We shared many hobbies. Photography, astronomy, hockey, technology, just to name a few. We spent lots of time together. I ate with my parents nearly daily, and I was always happy to run them around or just provide company if they needed me. My dad would always message me on Google talk first thing in the morning – usually to report on that morning’s cat antics.
He was a smart man, a silently caring man, one who was always there to bail me out of trouble if I needed him. He never forgot a birthday or anniversary. He loved to learn, and loved to share his knowledge. He was opinionated, but wouldn’t force his opinions on others. He was kind. He was funny. He was the best dad I could ask for, and I miss him more than I could ever put into words.
I want to try to document my fondest memories with him before they start to fade. Like going to the Winter Classic in January, the first one ever in St. Louis. Of going to many hockey games, particularly this year, when we bought a 12-game pack to see the Blues play. Of going to take photos together. Of going to look at the stars together.
It hurts, and it probably will for a long time. I still expect him to message me any minute. I even had a moment of wanting to tell him about NASA’s planetary discovery yesterday, only to despair when I remembered that he’s not there.
I’m terrible with grief.

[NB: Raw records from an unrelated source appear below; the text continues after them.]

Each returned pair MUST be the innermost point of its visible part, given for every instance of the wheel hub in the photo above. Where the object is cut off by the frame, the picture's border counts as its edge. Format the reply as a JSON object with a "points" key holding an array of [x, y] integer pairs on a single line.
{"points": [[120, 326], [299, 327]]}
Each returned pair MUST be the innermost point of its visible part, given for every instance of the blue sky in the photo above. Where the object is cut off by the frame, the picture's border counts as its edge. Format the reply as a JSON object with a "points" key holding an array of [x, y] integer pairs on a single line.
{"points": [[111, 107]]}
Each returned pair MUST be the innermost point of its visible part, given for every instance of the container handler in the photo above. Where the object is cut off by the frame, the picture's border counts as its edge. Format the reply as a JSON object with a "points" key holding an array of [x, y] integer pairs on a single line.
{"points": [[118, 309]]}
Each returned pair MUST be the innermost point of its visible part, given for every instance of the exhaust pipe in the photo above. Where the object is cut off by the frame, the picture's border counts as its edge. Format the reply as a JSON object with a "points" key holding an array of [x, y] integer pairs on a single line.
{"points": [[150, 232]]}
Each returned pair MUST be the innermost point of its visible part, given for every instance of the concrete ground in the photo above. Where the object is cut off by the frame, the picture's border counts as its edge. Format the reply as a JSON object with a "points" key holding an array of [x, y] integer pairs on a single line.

I’ve really only lost my grandparents – my mom’s parents were gone before I was even born, and though I have lost both of my dad’s parents, they lived out in Arizona for most of my life, so I never was super close to them. I cried a little when they died, but it didn’t feel like a knife to the chest or a kick in the gut the way this does. I don’t really know how to process a loss this close to home.
To my friends – please forgive me if I’m not quite right for a while.
I miss you, daddy. You were awesome.